Anyway, it’s brilliant. Look how much I dog-eared it!
I also got these, because, embarrassingly enough, Stephen King says they’re good?
That title! So motherfucking brilliant. I will never write a title that good. And, I couldn’t help it:
Now that I’m on public transportation again (An hour and a half commute each way! 3 hours a day! 15 hours a week! 60 hours a month! 720 hours a year! That’s THREE MONTHS’ worth of days of extra work a year!) maybe I should re-start my long-ago-abandoned ABIAT feature “100 Words or Fewer While On the Clock?”
Room, by Emma Donoghue, in 100 words or fewer, while not on the clock:
I was kind of embarrassed to be caught reading this book on the subway. It’s sort of airport-y? Like, mothers of teenage girls buy this book in airport bookstores and then don’t finish it ever? And it seemed insanely exploitative and super dirty and kind of just mean. (And screw you to all the reviews and reviewers that call this “original,” because, gross.) But…I basically enjoyed reading it. There was an exciting part. It was interesting. I kept wanting to see what happened next. That’s a decent handful of the number of checkmarks you need for a “good” book, I guess.

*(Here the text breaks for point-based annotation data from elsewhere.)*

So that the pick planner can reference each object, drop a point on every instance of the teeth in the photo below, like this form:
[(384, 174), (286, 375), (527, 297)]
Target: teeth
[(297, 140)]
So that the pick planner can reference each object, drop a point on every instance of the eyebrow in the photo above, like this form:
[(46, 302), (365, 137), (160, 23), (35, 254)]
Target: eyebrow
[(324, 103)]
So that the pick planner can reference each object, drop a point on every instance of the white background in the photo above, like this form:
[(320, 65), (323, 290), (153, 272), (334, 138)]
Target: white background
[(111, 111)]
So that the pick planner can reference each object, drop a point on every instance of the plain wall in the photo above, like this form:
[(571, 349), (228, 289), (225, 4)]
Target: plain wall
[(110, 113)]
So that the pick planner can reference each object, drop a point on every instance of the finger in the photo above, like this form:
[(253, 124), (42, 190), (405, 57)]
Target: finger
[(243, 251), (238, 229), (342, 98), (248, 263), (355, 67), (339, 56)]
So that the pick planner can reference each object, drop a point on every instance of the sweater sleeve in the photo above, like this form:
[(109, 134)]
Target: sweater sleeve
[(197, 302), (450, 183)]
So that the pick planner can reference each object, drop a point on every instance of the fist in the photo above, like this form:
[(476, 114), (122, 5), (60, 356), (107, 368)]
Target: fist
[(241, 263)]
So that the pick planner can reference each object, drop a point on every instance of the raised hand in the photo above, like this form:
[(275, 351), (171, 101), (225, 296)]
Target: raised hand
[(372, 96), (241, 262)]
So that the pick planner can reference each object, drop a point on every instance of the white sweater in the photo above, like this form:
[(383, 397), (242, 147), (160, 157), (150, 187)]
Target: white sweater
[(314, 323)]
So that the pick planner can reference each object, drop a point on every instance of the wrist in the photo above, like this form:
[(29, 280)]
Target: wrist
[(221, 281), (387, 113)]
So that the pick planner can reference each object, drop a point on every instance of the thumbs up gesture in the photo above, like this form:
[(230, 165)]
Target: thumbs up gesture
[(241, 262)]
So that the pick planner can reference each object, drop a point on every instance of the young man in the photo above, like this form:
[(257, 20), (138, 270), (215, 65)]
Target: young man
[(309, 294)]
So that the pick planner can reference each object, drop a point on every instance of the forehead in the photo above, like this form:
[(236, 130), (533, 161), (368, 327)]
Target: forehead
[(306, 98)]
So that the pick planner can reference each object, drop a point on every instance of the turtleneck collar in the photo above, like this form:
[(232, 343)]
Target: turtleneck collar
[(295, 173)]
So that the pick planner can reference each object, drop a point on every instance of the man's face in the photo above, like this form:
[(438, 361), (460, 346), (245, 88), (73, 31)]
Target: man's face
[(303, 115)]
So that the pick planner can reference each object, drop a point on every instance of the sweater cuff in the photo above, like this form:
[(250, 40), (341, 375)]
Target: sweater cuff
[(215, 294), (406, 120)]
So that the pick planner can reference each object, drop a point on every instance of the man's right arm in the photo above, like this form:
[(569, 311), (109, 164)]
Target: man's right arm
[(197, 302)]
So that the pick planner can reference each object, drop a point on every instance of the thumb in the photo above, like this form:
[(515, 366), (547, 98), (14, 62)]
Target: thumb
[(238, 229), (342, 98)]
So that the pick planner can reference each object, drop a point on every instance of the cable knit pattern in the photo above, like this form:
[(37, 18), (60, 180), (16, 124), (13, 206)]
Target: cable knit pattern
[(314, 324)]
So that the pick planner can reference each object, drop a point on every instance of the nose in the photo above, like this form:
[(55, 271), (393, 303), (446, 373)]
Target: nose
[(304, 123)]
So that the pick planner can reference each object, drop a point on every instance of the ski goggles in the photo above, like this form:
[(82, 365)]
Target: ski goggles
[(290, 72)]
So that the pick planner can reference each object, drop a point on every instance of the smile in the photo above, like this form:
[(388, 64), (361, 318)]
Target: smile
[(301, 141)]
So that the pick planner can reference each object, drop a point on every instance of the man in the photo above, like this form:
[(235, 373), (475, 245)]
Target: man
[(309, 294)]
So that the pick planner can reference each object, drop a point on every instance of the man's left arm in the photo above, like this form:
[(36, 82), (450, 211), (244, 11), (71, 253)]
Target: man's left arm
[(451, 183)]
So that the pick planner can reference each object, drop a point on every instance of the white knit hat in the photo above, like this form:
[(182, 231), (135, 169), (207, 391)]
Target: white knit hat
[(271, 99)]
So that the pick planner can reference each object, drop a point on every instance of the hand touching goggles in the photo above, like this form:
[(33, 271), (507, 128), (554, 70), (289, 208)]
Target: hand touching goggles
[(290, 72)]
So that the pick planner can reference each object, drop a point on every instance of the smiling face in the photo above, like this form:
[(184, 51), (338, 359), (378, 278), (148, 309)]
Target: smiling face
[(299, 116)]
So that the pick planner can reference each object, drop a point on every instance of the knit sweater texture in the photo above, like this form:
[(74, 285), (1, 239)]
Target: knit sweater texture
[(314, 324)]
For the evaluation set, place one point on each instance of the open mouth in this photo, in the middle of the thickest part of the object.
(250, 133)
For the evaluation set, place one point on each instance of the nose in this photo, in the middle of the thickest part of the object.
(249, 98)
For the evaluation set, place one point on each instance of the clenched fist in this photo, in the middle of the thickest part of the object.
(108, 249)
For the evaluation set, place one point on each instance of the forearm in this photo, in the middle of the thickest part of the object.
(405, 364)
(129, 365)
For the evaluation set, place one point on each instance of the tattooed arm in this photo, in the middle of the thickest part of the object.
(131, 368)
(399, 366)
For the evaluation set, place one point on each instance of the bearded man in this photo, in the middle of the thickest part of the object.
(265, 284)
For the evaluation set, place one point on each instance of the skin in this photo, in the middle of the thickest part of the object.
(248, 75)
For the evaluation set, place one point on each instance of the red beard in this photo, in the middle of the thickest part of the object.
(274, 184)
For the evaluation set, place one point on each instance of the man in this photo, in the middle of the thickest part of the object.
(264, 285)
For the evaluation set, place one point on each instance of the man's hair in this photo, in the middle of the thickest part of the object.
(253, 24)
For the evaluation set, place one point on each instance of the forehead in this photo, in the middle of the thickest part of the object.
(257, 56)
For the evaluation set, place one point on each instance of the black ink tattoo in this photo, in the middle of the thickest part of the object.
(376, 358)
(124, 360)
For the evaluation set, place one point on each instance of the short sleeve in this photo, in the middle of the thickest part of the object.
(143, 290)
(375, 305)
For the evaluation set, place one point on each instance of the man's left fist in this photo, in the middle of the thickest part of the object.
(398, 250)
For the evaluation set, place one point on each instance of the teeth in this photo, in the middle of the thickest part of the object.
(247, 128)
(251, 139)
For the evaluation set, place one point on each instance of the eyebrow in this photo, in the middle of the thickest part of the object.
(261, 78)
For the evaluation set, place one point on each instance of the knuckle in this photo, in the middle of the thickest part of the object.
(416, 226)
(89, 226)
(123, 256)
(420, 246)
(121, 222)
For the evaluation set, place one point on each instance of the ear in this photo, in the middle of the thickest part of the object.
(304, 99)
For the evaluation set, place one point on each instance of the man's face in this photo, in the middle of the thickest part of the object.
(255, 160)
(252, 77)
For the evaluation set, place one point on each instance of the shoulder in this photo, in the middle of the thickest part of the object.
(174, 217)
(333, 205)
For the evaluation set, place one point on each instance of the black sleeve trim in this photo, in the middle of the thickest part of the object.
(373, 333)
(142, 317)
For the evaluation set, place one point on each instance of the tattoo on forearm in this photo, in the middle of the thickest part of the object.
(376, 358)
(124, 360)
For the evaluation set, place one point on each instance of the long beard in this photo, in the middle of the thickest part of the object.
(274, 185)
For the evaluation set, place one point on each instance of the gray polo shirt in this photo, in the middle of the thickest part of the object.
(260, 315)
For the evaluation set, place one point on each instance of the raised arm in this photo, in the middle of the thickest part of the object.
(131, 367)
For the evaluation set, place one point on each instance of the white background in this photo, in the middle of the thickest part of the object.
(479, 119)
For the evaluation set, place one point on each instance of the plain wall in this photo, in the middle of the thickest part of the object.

AND OKAY HOOOOOOLD ON, a Note From the Editor:
I wrote all that like four days ago, and I just the other day now got a nook as a gift! Whaaaaa! So, yeah, neat. 100 Words or Fewer While On the Clock is totally back on!
And okay but SECOND NOTE:
I just noticed that back the first time I used to write “100 Words or Fewer While On the Clocks,” I didn’t capitalise the word “on,” but now I do. Thoughts, gentlemen?